First, the good clergy of the cathedral allowed an army of protestors to occupy their entrances and churchyard; they called on the police to back off; they expressed support for the politicised sentiments of the protestors.
Then they find that not only does the protest inconvenience workers, tourists and the general public, it inhibits their freedom too. They close the cathedral and subsequently find themselves in a bind.
Now, it appears, they want to support the protestors while wanting them to go and carry out their protest somewhere less inconvenient. Anthony Trollope would have had a field day.
But the tendency to mock should be resisted, and the resignation from St. Paul’s of the man who first welcomed the protestors, Giles Fraser, should be seen as the act of a man determined to show Christ’s compassion through the current travails.
The former Canon Chancellor leans towards the gospel of the poor. No reader of the Bible has to look far or hard to find such a bias. Revd Fraser, confronted with well-meaning protestors on his own doorsteps who wish to register their opposition to an increasingly venal and material culture, could hardly have refused them. Indeed, he almost certainly realised that he and his Church had been offered a rare opportunity to identify the gospel message with the struggles of so many who wonder how it is that they should accept a society that continues to reward the very few, while leaving many in dire circumstances.
Jesus Christ, who announced that the poor were blessed, and who likened the ability of a rich man to get into heaven with that of a camel to pass through the eye of a needle, would surely have expected no less. And if Dr Fraser found himself in conflict with some of his more legally minded colleagues, he might even – one hopes not for long – have been tempted to draw comfort from Jesus’ regular attacks on the lawyers in the form of the Pharisees.
Yet as the protests continue to obstruct St.

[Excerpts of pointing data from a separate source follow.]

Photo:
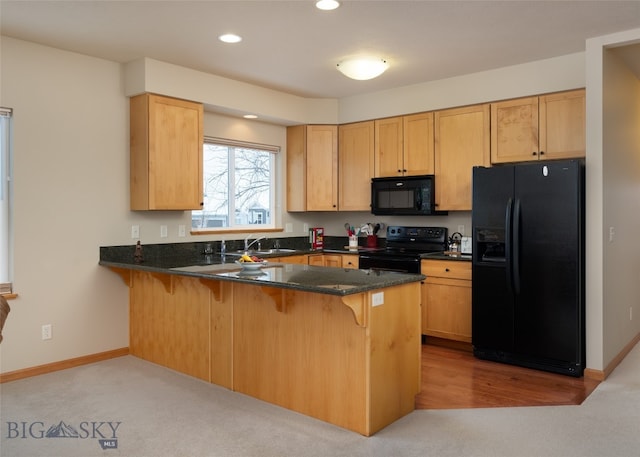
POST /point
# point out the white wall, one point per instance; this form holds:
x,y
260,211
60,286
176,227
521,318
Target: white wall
x,y
612,148
621,204
70,186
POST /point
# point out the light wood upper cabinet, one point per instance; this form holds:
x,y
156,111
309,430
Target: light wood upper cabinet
x,y
166,137
356,165
312,168
538,128
462,141
419,144
404,146
388,160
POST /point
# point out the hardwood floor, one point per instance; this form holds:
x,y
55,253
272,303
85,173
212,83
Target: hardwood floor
x,y
454,378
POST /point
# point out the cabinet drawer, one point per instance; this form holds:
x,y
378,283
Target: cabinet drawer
x,y
447,269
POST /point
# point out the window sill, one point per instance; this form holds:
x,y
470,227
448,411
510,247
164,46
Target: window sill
x,y
226,231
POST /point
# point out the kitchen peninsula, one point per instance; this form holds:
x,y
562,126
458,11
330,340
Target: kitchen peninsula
x,y
340,345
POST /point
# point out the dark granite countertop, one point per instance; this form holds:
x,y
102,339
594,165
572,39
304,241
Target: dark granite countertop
x,y
325,280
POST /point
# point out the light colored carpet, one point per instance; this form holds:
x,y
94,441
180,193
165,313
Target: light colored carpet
x,y
163,413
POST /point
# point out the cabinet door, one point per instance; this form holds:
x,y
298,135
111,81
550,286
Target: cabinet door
x,y
350,261
461,142
418,145
322,168
312,168
388,147
166,153
514,130
355,153
562,125
296,168
446,311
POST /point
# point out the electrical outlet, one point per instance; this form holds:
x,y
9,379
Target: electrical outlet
x,y
46,332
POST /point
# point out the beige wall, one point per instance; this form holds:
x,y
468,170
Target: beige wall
x,y
611,267
621,204
71,176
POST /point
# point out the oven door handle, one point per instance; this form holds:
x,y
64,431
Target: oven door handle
x,y
388,259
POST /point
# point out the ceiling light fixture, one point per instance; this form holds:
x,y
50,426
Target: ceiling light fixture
x,y
230,38
327,5
363,68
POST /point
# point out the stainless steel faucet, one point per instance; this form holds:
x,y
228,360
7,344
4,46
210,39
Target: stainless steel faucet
x,y
247,245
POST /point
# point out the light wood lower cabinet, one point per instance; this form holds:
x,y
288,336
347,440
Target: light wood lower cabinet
x,y
334,260
290,259
446,299
336,358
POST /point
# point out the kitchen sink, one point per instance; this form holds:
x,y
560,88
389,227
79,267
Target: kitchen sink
x,y
239,252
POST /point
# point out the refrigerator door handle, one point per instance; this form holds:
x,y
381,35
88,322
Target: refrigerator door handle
x,y
515,249
508,226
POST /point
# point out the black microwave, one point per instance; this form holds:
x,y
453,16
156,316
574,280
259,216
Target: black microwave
x,y
404,195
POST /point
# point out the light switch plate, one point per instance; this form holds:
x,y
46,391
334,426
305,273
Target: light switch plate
x,y
377,299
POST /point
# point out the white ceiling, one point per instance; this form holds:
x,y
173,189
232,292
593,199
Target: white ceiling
x,y
293,47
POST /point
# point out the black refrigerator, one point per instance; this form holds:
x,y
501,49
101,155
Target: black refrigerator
x,y
528,265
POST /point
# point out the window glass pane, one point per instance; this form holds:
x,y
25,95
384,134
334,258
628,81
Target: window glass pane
x,y
5,200
238,187
252,186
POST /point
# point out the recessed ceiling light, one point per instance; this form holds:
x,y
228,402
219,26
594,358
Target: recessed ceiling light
x,y
327,4
363,68
230,38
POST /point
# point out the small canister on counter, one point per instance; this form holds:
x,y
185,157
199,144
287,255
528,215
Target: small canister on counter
x,y
316,238
372,241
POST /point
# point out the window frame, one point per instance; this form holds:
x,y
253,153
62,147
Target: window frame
x,y
6,191
273,180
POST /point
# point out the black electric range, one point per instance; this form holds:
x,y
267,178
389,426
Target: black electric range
x,y
404,248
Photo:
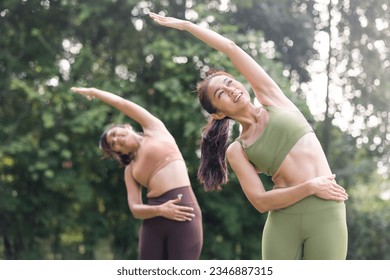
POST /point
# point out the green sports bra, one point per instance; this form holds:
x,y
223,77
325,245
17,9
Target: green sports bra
x,y
282,132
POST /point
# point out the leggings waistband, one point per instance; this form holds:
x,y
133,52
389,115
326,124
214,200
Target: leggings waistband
x,y
187,196
311,204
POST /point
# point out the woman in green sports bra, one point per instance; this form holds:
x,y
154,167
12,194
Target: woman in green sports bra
x,y
306,209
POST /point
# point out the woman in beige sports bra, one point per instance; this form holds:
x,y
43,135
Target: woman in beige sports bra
x,y
306,210
172,219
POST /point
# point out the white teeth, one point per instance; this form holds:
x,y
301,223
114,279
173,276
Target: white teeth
x,y
238,97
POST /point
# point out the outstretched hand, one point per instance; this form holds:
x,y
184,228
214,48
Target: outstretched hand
x,y
171,210
87,92
326,187
168,21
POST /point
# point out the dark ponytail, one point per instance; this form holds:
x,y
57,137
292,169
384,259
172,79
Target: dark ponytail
x,y
213,171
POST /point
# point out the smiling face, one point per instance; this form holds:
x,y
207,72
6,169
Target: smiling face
x,y
121,139
227,95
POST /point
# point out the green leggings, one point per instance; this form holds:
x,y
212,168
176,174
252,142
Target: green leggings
x,y
312,229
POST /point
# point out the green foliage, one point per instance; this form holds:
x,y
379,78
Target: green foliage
x,y
369,221
58,200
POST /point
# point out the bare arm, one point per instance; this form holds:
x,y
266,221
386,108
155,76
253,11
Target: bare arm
x,y
129,108
266,90
170,209
263,201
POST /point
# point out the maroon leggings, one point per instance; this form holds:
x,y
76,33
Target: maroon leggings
x,y
165,239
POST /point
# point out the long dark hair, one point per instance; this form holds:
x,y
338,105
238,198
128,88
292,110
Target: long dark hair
x,y
213,171
122,159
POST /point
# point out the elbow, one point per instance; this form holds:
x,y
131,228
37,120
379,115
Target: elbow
x,y
262,206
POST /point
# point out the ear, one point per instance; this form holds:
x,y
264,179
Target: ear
x,y
218,116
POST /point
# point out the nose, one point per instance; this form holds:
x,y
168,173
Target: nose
x,y
230,90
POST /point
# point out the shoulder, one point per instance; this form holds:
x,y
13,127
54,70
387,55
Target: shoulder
x,y
234,151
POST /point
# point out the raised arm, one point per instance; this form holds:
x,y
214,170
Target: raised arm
x,y
263,201
170,209
129,108
266,90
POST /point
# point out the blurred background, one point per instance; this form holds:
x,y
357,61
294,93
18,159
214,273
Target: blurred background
x,y
59,200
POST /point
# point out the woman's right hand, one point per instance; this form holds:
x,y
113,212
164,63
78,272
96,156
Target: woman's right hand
x,y
171,210
169,21
87,92
327,188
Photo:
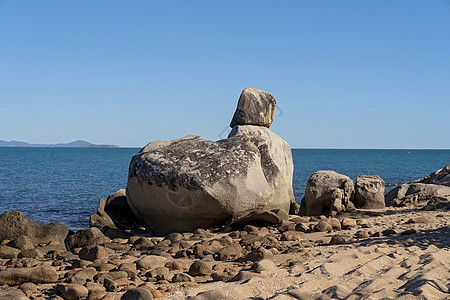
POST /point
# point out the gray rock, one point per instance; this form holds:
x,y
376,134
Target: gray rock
x,y
151,262
40,274
328,191
114,212
438,204
263,265
369,192
13,224
88,237
13,295
411,194
182,277
190,183
255,107
8,252
439,177
137,294
200,268
73,291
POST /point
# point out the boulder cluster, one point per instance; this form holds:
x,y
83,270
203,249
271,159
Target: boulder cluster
x,y
328,192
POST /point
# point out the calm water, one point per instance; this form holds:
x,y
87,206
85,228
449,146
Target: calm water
x,y
65,184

Paul’s Cathedral, there are those who might suggest Dr Fraser created the very circumstance that made preaching the gospel from his church’s pulpit so difficult.
There are, in fact, disputes as to how necessary the closure of the cathedral actually was. But even if the protestors seemed ungrateful towards their clerical supporter, Dr Fraser at least understands the significance of the core message of the gospel he preaches and seeks to live out.
Grace is a remarkable concept. Grace is what Christianity centres on, and the willingness of Dr Fraser to extend the Church’s support to a protest against mammon - whether or not the protestors chose to acknowledge his support or make life difficult for him - is a welcome reflection of Christian grace.
Dr Fraser appears to have resigned because he would not countenance the forced removal of the protestors. In allying himself with the protestors, no matter how flawed they might be in the articulation of their message, Dr Fraser has shown that there is at least one cleric who understands that living the gospel is the foremost role of a pastor, even at the expense of his institutional job.